At some point I concluded that Robin was either completely asocial (for lack of skill or lack of interest) or had, for some reason, decided to make a clean break with most of his past life and could not be easily persuaded to cross that barrier. He was not hostile when I tried to reach him, in fact he seemed, a little bit, sometimes, to welcome getting back in touch. But no matter what his intentions, he never followed through. He did not treat us any differently, sad to say, than he did his family. Shawn's birthday greetings to Robin on Facebook went as unanswered as mine did. The guy just didn't seem to want to communicate. Sometimes you really can't get blood from a stone.

I never gave up hope that we might see him at a future reunion. But, in early February, I got a Facebook message from Shawn, saying his father had passed away in early December. I didn't learn any details, such as what he died from. He was 75. I believe Marsha survives him.

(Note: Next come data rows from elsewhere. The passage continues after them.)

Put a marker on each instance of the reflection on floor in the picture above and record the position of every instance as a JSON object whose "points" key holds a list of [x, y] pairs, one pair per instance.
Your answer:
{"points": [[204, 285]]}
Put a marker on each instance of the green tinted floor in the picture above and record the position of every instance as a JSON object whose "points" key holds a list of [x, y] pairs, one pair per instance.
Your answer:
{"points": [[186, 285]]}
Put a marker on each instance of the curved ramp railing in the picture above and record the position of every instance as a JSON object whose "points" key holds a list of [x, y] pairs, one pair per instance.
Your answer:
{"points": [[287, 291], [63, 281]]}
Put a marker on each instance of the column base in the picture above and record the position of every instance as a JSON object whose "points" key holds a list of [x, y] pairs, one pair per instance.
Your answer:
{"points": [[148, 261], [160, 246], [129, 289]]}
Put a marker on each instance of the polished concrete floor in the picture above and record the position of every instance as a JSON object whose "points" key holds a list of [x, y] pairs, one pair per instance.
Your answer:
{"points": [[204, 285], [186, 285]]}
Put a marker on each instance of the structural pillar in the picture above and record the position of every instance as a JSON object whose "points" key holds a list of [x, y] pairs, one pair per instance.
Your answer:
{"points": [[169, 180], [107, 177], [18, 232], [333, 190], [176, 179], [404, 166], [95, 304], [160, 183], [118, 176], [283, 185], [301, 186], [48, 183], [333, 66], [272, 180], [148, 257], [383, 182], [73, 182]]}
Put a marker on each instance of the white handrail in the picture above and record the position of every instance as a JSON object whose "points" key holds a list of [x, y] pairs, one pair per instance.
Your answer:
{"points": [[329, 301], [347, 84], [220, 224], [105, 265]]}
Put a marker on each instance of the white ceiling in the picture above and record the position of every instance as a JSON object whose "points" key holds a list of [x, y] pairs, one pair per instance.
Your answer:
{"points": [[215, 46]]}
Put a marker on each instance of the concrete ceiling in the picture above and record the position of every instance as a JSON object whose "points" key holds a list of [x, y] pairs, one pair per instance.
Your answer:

When I was writing this, I reached out to Shawn again, trying to get some biographical background. He replied that he couldn't help much. He said he had not talked to his father in over 20 years. Shawn lives in Sarasota now; they lived on opposite sides of the peninsula, a couple of hours apart, but apparently they never got together to go fishing or play golf or whatever folks do down there. When he heard Robin had died, Shawn called Robin's lawyer to find out what arrangements had been made. The lawyer said he was surprised to learn that Robin had children.

Why Robin chose to cut himself off from family and friends, I have no idea, and won't speculate. It's very sad—sad that he is gone, and sadder still perhaps that he shut people who loved him, and what could have been a supportive network of old school friends, almost completely out of his life. I hope he was happy with the choices he made. Rest in peace, Old Roomie.